Last night, Tom and I got the chance to attend a different type of class at a local hospital:
all about breastfeeding.
Tom was really stoked to learn about boobies 😉
[That picture melts my heart a little bit]
I really need to give him props because his work schedule has been INSANE since we got to Tucson. I’m happy because he comes home at night, and we’re in Tucson (!!!), but he’s been working a lot. He builds the schedule for the entire squadron, and every week he makes sure that he has time to get away for Bradley classes on Tuesday night and was sure to switch flights with someone else so he could make it to breastfeeding class. So when I started to whine about how he wouldn’t be home on Halloween, all it took was a sideways glance for me to remember how dedicated he’s been to the truly important things, and I shut my face. After class last night, I made sure to tell him what a good husband he is and that I am so thankful that he cares enough to go to classes with me and for everything he’s done to help us prepare for the little one.
The class last night was extremely informational, even though I’ve read a couple of books about breastfeeding. The instructor was a registered nurse in labor and delivery at the hospital and went over all of the details about breast milk (the different types your body produces and how it changes to accommodate supply, demand and the growing baby), proper latching techniques, ways to hold the baby, tips and tricks- I was SO glad we went.

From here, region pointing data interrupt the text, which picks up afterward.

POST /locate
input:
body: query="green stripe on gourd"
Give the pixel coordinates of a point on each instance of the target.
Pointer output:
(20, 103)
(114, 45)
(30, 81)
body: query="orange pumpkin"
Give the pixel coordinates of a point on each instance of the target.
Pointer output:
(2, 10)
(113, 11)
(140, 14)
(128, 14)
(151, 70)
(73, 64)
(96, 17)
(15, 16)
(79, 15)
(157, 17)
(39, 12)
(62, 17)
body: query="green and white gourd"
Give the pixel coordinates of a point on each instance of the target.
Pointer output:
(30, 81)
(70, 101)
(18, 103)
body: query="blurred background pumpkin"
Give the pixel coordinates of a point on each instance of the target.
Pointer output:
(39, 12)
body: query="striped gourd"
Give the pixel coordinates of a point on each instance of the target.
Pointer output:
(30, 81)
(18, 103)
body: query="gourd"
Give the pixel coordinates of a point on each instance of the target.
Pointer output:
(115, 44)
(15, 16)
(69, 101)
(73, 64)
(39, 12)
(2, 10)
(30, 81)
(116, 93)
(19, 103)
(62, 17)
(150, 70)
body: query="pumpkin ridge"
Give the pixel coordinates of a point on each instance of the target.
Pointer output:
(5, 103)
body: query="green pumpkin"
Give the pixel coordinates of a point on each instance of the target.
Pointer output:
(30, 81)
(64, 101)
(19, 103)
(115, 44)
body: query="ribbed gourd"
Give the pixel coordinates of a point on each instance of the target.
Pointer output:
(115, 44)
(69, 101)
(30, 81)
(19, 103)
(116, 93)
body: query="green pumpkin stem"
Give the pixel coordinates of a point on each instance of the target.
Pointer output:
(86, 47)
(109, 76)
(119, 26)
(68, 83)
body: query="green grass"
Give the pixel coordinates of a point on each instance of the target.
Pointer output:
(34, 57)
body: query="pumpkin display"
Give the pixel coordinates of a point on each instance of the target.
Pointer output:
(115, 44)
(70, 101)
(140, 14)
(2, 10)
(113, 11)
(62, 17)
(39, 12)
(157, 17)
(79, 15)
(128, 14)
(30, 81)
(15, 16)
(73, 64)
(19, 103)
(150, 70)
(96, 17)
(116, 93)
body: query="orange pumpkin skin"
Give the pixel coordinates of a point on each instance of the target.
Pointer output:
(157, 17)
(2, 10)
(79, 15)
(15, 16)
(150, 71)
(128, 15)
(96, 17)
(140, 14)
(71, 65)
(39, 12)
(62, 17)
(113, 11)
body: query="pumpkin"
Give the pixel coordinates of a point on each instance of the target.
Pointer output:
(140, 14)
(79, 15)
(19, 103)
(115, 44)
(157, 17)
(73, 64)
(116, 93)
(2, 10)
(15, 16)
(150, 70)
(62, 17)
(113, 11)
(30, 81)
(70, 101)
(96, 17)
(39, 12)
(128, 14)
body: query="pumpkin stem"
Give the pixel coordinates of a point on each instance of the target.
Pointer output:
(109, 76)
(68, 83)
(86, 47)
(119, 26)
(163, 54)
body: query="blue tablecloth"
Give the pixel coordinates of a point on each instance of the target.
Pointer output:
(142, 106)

It was also helpful to practice on a baby doll, to kind of get a feel for the different holding techniques:
I’m not going to do a synopsis post on what the nurse discussed since I have no medical credentials whatsoever –if you’re curious, I’ll post some book recommendations, and definitely look into taking a class in your area- but here are some of the things that I had NO idea about before I got pregnant and started researching:
-It’s extremely intuitive. I’ve heard so many horror stories about breastfeeding and how babies can have problems figuring out what their supposed to do, but just like any other mammal, they will smell for their food and go directly to the source.

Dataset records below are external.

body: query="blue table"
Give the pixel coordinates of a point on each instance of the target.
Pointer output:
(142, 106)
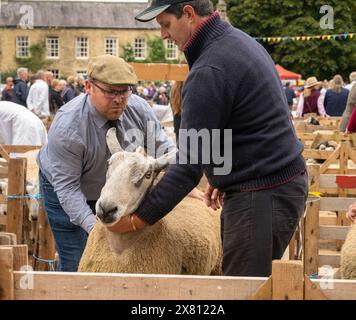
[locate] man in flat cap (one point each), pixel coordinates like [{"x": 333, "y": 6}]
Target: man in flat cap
[
  {"x": 73, "y": 162},
  {"x": 232, "y": 88}
]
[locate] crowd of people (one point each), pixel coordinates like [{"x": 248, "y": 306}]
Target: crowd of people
[
  {"x": 41, "y": 93},
  {"x": 262, "y": 182},
  {"x": 328, "y": 99}
]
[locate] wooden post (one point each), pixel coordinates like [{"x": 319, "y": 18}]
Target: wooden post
[
  {"x": 46, "y": 247},
  {"x": 6, "y": 274},
  {"x": 311, "y": 237},
  {"x": 287, "y": 280},
  {"x": 7, "y": 238},
  {"x": 16, "y": 187},
  {"x": 314, "y": 177}
]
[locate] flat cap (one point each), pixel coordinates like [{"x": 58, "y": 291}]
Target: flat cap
[{"x": 111, "y": 70}]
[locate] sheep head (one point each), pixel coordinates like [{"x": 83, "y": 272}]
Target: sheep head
[{"x": 129, "y": 176}]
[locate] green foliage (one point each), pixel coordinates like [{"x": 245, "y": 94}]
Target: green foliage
[
  {"x": 7, "y": 73},
  {"x": 129, "y": 55},
  {"x": 37, "y": 59},
  {"x": 321, "y": 58},
  {"x": 157, "y": 50}
]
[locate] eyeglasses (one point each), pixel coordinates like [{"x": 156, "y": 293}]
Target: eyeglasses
[{"x": 111, "y": 94}]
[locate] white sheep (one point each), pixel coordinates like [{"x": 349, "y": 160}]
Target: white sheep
[
  {"x": 186, "y": 241},
  {"x": 348, "y": 255}
]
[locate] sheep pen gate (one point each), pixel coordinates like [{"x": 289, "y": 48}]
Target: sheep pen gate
[
  {"x": 287, "y": 282},
  {"x": 16, "y": 220}
]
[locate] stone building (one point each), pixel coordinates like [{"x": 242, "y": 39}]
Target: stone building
[{"x": 74, "y": 31}]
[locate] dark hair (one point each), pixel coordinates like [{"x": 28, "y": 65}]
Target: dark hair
[{"x": 202, "y": 7}]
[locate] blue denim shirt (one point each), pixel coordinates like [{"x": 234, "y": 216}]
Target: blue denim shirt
[{"x": 75, "y": 158}]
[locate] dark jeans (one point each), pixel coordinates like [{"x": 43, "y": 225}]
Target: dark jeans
[
  {"x": 256, "y": 226},
  {"x": 70, "y": 239}
]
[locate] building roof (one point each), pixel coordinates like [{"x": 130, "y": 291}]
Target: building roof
[
  {"x": 286, "y": 74},
  {"x": 75, "y": 14}
]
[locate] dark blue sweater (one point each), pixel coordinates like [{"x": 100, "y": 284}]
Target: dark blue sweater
[
  {"x": 335, "y": 102},
  {"x": 232, "y": 84}
]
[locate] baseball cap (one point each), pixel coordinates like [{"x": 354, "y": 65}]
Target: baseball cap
[
  {"x": 156, "y": 7},
  {"x": 111, "y": 70}
]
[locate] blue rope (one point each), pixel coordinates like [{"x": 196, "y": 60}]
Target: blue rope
[
  {"x": 36, "y": 196},
  {"x": 314, "y": 276},
  {"x": 51, "y": 263}
]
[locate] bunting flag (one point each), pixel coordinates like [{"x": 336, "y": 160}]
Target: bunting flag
[{"x": 327, "y": 37}]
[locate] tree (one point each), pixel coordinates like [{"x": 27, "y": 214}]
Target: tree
[
  {"x": 321, "y": 58},
  {"x": 157, "y": 50},
  {"x": 129, "y": 54},
  {"x": 37, "y": 59}
]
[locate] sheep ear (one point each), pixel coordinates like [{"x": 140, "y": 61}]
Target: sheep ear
[
  {"x": 162, "y": 162},
  {"x": 112, "y": 142},
  {"x": 141, "y": 150}
]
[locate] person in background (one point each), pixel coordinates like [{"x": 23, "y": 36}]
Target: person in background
[
  {"x": 352, "y": 78},
  {"x": 74, "y": 161},
  {"x": 55, "y": 98},
  {"x": 7, "y": 93},
  {"x": 351, "y": 126},
  {"x": 311, "y": 101},
  {"x": 69, "y": 93},
  {"x": 336, "y": 98},
  {"x": 20, "y": 86},
  {"x": 20, "y": 126},
  {"x": 176, "y": 104},
  {"x": 160, "y": 96},
  {"x": 80, "y": 87},
  {"x": 290, "y": 95},
  {"x": 350, "y": 104}
]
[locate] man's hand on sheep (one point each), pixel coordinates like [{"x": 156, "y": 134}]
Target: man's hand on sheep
[
  {"x": 351, "y": 214},
  {"x": 213, "y": 197},
  {"x": 128, "y": 223},
  {"x": 197, "y": 194}
]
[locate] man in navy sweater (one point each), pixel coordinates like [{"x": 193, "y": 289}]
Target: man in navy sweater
[{"x": 232, "y": 87}]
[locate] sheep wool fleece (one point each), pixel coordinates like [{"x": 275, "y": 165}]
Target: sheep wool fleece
[{"x": 232, "y": 84}]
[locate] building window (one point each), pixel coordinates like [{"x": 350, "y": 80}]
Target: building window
[
  {"x": 111, "y": 46},
  {"x": 55, "y": 73},
  {"x": 171, "y": 50},
  {"x": 22, "y": 47},
  {"x": 140, "y": 49},
  {"x": 52, "y": 46},
  {"x": 82, "y": 47},
  {"x": 82, "y": 73}
]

-The best thing to do after birth is to have skin-to-skin contact with the baby and try to get them to breastfeed. They’re most alert at this time and aren’t too exhausted yet. Even if it doesn’t quite work the first time, the best thing to do is try. [This was definitely one I didn’t know before]
-It shouldn’t hurt. Once again, all I’ve heard is that it feels like a thousand knife stabs to the girls, but if the baby is properly latched on, they’re may be some discomfort, but no pain. Pain can be caused by the baby not taking enough into its mouth and causing the hard palate to smash down and irritate the tissue.
-You don’t have to worry about foods you eat causing digestive distress if you continue to eat what you normally eat. Baby is already used to it. The only thing that may cause problems is too much dairy, which shouldn’t be a challenge for us. She also advised to stay away from alcohol and caffeine while breast feeding, but anything you intake should be out of your system in 24 hours.
-Intense exercise can cause lactic acid buildup, which can make milk taste sour or funny, too. The good news is that breastfeeding burns a lot of calories, so there’s no need to go balls to the wall on exercise.
-Breastfed babies may need to eat more than formula-fed babies since breastmilk digests very quickly.
It truly amazes me that our bodies are able to produce a perfect food for babies, that’s FREE and readily available.
Of course, I have no idea how all of this will work out with our little family until she gets here. It’s also something that’s been on my mind, and if it doesn’t happen, that’s ok too.
So tell me friends: what are your breastfeeding tips and tricks?
Friends sans kids: does seeing a woman breastfeed in public creep you out a little, or is it NBD?